Is Quora On the Wane?
April 03, 2012
In October 1964 Prince Philip was touring Canada when he chanced to remark that: “the Beatles are on the wane.” The comment caused a furore, there was a rapid retraction and over the next six years The Beatles went on to record albums including Help!, Rubber Soul, Revolver, Sgt. Peppers…, ‘The White Album’ and Abbey Road and another 12 UK number one singles.
There are two big lessons one can draw from this: firstly that Prince Philip would never have cut it as an A&R guy and secondly that there are always people ready to declare that one phenomenon or another is on the way out.
A lot of the time people are right – not least because fashions change. The world of technology is both fast moving and buffeted by trends. In the mid 90s Steve Jobs and Apple, long since having parted company, were more or less written off. The tablet PC was a dodo in the hands of Microsoft but like Lazarus rising from the grave in the hands of Apple. Google+ has been dismissed despite a big push from the mothership. Is that premature? Who knows?
It’s a question that’s constantly being asked of almost every technology company that’s made a name for itself. It’s still being asked about Apple; can it survive without Jobs? Surely the only way now is down – there’s no market left to grow…etc. etc.

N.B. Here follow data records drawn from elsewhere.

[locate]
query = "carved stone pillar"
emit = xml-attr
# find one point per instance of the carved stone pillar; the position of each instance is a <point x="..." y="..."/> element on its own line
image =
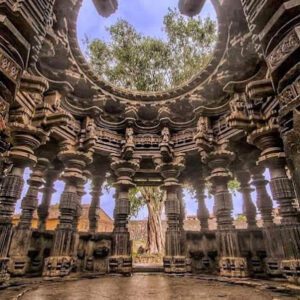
<point x="48" y="190"/>
<point x="283" y="249"/>
<point x="175" y="260"/>
<point x="218" y="162"/>
<point x="231" y="262"/>
<point x="94" y="209"/>
<point x="268" y="140"/>
<point x="21" y="155"/>
<point x="263" y="200"/>
<point x="283" y="191"/>
<point x="202" y="212"/>
<point x="64" y="251"/>
<point x="121" y="259"/>
<point x="19" y="260"/>
<point x="249" y="208"/>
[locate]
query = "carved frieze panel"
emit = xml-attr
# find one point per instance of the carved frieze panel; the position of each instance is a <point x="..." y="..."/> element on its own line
<point x="285" y="48"/>
<point x="9" y="67"/>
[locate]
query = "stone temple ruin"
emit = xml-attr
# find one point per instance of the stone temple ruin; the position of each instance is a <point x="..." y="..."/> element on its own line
<point x="237" y="117"/>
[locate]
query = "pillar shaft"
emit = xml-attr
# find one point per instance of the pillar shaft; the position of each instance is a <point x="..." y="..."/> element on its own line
<point x="174" y="222"/>
<point x="94" y="209"/>
<point x="43" y="209"/>
<point x="121" y="214"/>
<point x="64" y="236"/>
<point x="249" y="208"/>
<point x="202" y="213"/>
<point x="283" y="192"/>
<point x="10" y="192"/>
<point x="263" y="200"/>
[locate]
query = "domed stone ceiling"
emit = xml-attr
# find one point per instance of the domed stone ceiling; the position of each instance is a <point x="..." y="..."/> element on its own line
<point x="62" y="61"/>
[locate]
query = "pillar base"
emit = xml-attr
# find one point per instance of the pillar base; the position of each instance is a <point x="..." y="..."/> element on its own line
<point x="233" y="267"/>
<point x="58" y="266"/>
<point x="291" y="270"/>
<point x="176" y="264"/>
<point x="18" y="265"/>
<point x="120" y="264"/>
<point x="4" y="275"/>
<point x="273" y="267"/>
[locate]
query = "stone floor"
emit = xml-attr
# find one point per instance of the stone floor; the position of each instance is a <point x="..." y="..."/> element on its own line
<point x="144" y="287"/>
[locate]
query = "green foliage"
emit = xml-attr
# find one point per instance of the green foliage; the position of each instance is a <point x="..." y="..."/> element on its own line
<point x="241" y="218"/>
<point x="141" y="196"/>
<point x="136" y="62"/>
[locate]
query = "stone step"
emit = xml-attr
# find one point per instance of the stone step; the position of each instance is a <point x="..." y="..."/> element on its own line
<point x="148" y="268"/>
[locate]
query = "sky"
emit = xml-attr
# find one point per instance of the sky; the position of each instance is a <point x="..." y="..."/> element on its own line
<point x="147" y="17"/>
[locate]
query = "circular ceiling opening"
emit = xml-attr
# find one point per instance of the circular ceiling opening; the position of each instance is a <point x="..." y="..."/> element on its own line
<point x="147" y="45"/>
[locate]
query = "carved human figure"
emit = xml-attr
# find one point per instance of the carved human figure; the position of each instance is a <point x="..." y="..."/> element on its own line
<point x="166" y="136"/>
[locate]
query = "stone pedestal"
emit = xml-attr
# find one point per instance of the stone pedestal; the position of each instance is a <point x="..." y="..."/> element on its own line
<point x="120" y="264"/>
<point x="58" y="266"/>
<point x="176" y="264"/>
<point x="233" y="267"/>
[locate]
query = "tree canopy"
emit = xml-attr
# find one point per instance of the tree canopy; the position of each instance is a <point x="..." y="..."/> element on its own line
<point x="133" y="61"/>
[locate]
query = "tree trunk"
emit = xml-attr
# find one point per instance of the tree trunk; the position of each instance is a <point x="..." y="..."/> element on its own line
<point x="155" y="234"/>
<point x="154" y="199"/>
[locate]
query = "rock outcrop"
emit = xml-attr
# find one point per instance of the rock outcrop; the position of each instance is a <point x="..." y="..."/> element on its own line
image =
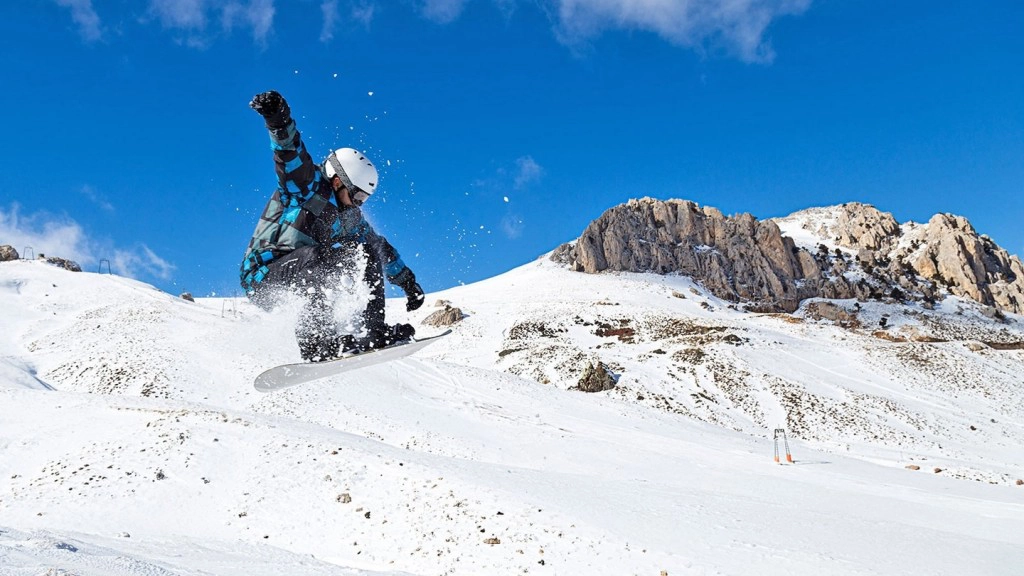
<point x="737" y="258"/>
<point x="61" y="262"/>
<point x="743" y="259"/>
<point x="444" y="317"/>
<point x="8" y="253"/>
<point x="596" y="377"/>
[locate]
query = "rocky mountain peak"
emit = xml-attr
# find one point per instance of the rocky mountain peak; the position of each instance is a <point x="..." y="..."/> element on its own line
<point x="852" y="250"/>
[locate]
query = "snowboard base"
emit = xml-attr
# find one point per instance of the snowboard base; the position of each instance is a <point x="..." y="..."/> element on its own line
<point x="292" y="374"/>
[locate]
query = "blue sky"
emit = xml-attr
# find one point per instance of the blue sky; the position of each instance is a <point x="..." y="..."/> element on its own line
<point x="502" y="127"/>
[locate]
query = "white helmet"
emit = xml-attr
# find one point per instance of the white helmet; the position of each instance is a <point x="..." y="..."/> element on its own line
<point x="354" y="169"/>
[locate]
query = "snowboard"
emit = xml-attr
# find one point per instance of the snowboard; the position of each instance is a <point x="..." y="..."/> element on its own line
<point x="293" y="374"/>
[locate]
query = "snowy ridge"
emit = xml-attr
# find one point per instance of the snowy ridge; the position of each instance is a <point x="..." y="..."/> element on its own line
<point x="132" y="441"/>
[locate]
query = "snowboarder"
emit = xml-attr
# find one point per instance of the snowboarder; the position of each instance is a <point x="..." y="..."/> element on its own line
<point x="304" y="244"/>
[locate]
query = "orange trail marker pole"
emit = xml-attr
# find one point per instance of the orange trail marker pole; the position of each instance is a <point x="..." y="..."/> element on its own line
<point x="780" y="433"/>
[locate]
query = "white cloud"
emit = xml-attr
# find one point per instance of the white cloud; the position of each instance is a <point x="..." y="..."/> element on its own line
<point x="442" y="11"/>
<point x="180" y="14"/>
<point x="60" y="236"/>
<point x="736" y="26"/>
<point x="192" y="17"/>
<point x="89" y="25"/>
<point x="527" y="171"/>
<point x="363" y="13"/>
<point x="329" y="10"/>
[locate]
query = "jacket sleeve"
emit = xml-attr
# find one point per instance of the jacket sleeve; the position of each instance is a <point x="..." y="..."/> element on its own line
<point x="296" y="171"/>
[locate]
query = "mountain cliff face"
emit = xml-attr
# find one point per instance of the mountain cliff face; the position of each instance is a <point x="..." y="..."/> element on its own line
<point x="847" y="251"/>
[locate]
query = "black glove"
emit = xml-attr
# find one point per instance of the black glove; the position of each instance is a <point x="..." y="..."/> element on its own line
<point x="272" y="108"/>
<point x="414" y="293"/>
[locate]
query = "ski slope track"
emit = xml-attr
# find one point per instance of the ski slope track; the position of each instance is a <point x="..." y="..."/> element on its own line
<point x="132" y="441"/>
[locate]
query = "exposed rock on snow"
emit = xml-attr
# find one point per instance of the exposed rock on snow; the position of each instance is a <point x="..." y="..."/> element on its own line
<point x="444" y="317"/>
<point x="596" y="377"/>
<point x="847" y="251"/>
<point x="61" y="262"/>
<point x="8" y="253"/>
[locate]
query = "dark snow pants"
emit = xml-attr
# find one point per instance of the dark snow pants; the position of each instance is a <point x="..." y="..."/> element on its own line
<point x="311" y="272"/>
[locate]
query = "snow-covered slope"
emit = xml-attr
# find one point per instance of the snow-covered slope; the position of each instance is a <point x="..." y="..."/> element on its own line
<point x="132" y="442"/>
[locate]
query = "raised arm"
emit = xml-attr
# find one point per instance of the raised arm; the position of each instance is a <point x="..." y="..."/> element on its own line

It’s certainly a question being asked about Quora. One top rated answer, from Vladimir Polaski suggests that some people are losing interest. He believes there’s been a loss of focus: “It’s not what I signed up for: The site seems to want to turn itself into a discussion board,” he says. “I was attracted to the site initially because I could learn a lot of stuff by just asking. That doesn’t happen anymore.”
Also critical of the quality of the replies and the proliferation of what he sees as cliques Polaski says he returns more in hope than expectation and from habit.
Dan Pepper posts a graph showing Quora’s traffic growth which he describes as ‘healthy’ adding that Quora’s stakeholders would be able to sleep well at night.
The real issues however are much the same that affect our analogue lives as well as our digital ones.
It’s a point I’ve made before and it’s worth making again, that we only have so many hangouts. Starbucks set out to develop a ‘third space’, something somewhere between work and home, both socially and geographically; you grab your coffee on the way into work and hang with your friends when you head home.
Your computer and the internet offer virtual home, work and third spaces. Home is your personal stuff – picture, video and music libraries. Work, obviously, is the machine and that collection of files related to stuff that earns you a crust. The third space is generally a social meeting zone, though it might also include shops news sites and others.
Look at your browser favourites. Mine include three newspapers (plus the BBC website which is my home page), a Meetup site related to a hobby, Twitter, my blogs (which actually link from my browser bar) Hotmail and Yahoo! Mail, my bank, a couple of utilities relating to weather and no more than half a dozen temporarily bookmarked sites.
At some point when that list gets too long something has to give and some of those favourites get deleted or shoved in a dusty folder. There are only so many sites I can keep up with. The internet sucks away time as it is. Perhaps at some point when I can wire myself directly into the web and browse separately with the different hemispheres of my brain that list will grow longer, but for now it’s like my real life hang outs.
There are supermarkets that serve my needs – I visit two regularly and another three occasionally….and so forth. I have three or four pubs I visit when I’m in London, two or three in the sticks where I live. The Meetup group I hang out with Saturdays gets together in one of them.
The Meetup group likes to welcome more people but when the rate of growth is too fast new members can’t be assimilated into the group’s culture. Instead existing members find themselves swamped by newbies. They don’t like it. It makes the regulars less likely to attend. It’s not unfriendliness – it’s just that they go to the meet because they like the vibe. If the vibe changes – not the people necessarily but the atmosphere and culture – going there loses its purpose.
It’s the same with sites like Quora. They’ve pursued a social element because it’s been a major driver of growth for sites like Facebook (from whence the founders came). But Facebook is more segmented. It’s not a social free-for-all in so far as you choose whether or not to let people into your circle and what groups to join. Quora is more freeform. You enter the great question mosh pit. The tone is set by the people who post and the exclusive Silicon Valley vibe of its early days has worn off.
Quora does have a slight issue. It hasn’t quite decided what it is – a utility or a hang out. I’m not sure you can be both. It could aim at being a virtual water cooler – serious but relaxed – or a plug in to a bigger app – like Facebook.
But whatever it decided to be it first needs to acknowledge that being all things to all people is a damned difficult trick to pull off. Right now it’s running the risk of not being anything to anyone.